According to Zogby International's study of attitudes and perceptions of the Internet, 83 percent of the American adults surveyed believe a typical 12-year old knows more about the Internet than the average member of Congress. This survey finding is more embarrassing than surprising. While less amusing, the survey also shows that Americans overwhelming prefer a television newscast of an event over an amateur video of the same event.
The Zogby study was published in roughly the same news cycle as Time Magazine's selection of anyone participating in the web as its "person of the year." Time's editorial staff is acknowledging the power of everyone who wants a voice having one, at the same time its publishing team is coming to grips with the impact of this tsunami on its business model.
Time and Zogby are both right: there is value in every voice, and yet people look beyond the masses to trusted sources for information. The strong preference for news reports assembled by professional journalists -- even the sensationalism that often passes for television news -- over YouTube et al "news" adds more fuel to an already established point.
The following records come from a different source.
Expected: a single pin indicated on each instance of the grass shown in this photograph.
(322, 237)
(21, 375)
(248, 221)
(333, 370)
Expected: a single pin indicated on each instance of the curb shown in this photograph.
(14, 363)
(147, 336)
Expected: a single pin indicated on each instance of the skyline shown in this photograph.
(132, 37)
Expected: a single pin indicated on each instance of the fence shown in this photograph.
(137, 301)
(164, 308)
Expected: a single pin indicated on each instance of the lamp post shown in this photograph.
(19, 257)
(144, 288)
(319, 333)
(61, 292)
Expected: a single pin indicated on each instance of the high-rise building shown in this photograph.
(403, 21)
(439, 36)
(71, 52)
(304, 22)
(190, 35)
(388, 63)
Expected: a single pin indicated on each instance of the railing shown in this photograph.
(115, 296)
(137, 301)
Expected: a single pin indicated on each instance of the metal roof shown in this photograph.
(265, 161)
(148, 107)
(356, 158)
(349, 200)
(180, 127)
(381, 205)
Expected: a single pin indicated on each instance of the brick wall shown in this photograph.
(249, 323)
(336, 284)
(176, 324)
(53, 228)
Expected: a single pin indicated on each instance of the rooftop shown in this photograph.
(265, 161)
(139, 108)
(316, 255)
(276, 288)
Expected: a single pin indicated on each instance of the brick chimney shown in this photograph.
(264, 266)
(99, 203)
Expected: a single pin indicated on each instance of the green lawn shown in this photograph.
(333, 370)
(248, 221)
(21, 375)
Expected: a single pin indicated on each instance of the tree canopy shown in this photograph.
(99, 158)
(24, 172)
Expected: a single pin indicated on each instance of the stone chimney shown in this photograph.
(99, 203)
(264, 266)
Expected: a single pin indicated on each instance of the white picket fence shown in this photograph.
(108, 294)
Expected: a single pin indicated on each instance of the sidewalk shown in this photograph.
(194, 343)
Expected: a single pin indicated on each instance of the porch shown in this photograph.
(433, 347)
It's not new news that the lines between mainstream and social media are blurring. Or that journalists with credibility develop followings regardless of whether they are publishing on a blogging platform or being broadcast over a television signal. But the former have to earn their influence for at least a little while longer, the latter are presumed to have influence by virtue of their venue. Will the same assumptions ring true when another group does a study in 12 months or 18 months?